PACE is a three-year program through the South Carolina Department of Education that allows college graduates who have not completed a traditional teacher education program to enter the profession. PACE students walk away with the same certification as any teacher completing a traditional program. Around 800 participants are in some stage of the PACE program.
Participants must have two years of work experience or have a master’s degree, and work toward full certification while teaching in their content area.
I can understand the interest that district administrators exhibit for mid-career professionals; they bring a little maturity and some expertise in particular private-sector fields. On the other hand, they're not the young idealists who choose and plan for a career in education from the beginning.
PACE student Stephanie MacLeod is now teaching elementary Spanish in Spartanburg District 7. MacLeod double-majored in English and Spanish at Columbia College and started a master’s degree at the University of South Carolina but wound up working retail. A friend told her about PACE.
“I was in the position of having all this education and not being able to find a job,” MacLeod said. “I never thought I would be an elementary teacher in my entire life. The job kind of fell into my lap, and I couldn’t imagine doing anything else.”
It's not clear how PACE compares to the university programs that education undergraduates experience. But apparently mid-career transfers stay in the classroom longer than brand-new college graduates.

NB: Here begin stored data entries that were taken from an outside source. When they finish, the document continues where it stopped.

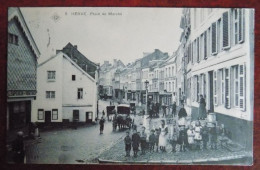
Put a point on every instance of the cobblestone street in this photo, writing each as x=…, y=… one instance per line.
x=71, y=146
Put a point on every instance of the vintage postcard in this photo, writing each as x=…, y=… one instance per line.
x=99, y=85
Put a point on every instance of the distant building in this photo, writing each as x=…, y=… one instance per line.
x=219, y=55
x=21, y=71
x=66, y=91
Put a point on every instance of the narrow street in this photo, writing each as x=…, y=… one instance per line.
x=71, y=146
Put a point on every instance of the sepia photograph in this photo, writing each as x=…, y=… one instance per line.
x=130, y=85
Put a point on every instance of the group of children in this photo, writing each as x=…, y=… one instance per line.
x=191, y=138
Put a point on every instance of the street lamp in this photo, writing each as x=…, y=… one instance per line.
x=146, y=87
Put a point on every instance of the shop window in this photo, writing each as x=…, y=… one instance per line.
x=54, y=114
x=40, y=114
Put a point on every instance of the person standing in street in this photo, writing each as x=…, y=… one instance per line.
x=152, y=140
x=143, y=137
x=174, y=135
x=101, y=123
x=174, y=109
x=163, y=136
x=18, y=148
x=205, y=135
x=135, y=142
x=127, y=141
x=202, y=108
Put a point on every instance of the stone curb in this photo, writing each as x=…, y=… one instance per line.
x=176, y=161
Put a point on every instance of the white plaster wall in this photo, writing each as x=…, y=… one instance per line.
x=43, y=85
x=70, y=88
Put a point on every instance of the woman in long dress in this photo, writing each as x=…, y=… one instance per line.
x=202, y=108
x=163, y=136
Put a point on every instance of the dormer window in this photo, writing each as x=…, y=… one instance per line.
x=51, y=75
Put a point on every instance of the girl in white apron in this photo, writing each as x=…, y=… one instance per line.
x=163, y=136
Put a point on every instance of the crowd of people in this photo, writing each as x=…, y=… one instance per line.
x=198, y=134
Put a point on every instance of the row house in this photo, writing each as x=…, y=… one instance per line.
x=219, y=64
x=67, y=90
x=22, y=56
x=107, y=79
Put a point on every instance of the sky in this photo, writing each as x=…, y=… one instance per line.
x=100, y=36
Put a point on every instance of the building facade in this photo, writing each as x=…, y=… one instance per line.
x=21, y=71
x=220, y=66
x=66, y=92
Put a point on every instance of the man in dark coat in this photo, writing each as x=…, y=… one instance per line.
x=182, y=112
x=174, y=109
x=101, y=123
x=135, y=142
x=18, y=148
x=127, y=141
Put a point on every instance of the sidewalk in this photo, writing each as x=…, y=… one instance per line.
x=116, y=154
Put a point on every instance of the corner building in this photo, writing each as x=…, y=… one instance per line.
x=220, y=65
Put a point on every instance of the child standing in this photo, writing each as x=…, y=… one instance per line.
x=213, y=137
x=143, y=140
x=135, y=142
x=190, y=134
x=174, y=135
x=127, y=141
x=205, y=135
x=157, y=135
x=197, y=136
x=183, y=138
x=152, y=140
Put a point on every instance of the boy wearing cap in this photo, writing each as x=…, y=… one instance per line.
x=152, y=140
x=135, y=142
x=143, y=140
x=127, y=141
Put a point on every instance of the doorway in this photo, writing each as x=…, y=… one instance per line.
x=47, y=117
x=211, y=95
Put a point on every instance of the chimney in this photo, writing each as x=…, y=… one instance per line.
x=115, y=63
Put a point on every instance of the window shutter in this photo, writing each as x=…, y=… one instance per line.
x=205, y=45
x=198, y=49
x=215, y=88
x=227, y=88
x=242, y=87
x=214, y=38
x=226, y=30
x=241, y=25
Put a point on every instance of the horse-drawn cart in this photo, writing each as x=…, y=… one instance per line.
x=122, y=118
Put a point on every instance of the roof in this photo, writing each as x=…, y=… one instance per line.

During a combination of training sessions and nine hours of graduate coursework, PACE students learn to apply their professional knowledge to a classroom environment, as well as skills such as classroom management, establishing relationships with parents and making lesson plans. Tuesday’s lesson dealt with questioning techniques.
“It’s not the same training (as traditional teachers receive), but it is intensive training,” said Falicia Harvey, director of PACE. “These teachers perform as well as traditional teachers, and we are able to retain them longer than traditionally trained teachers.”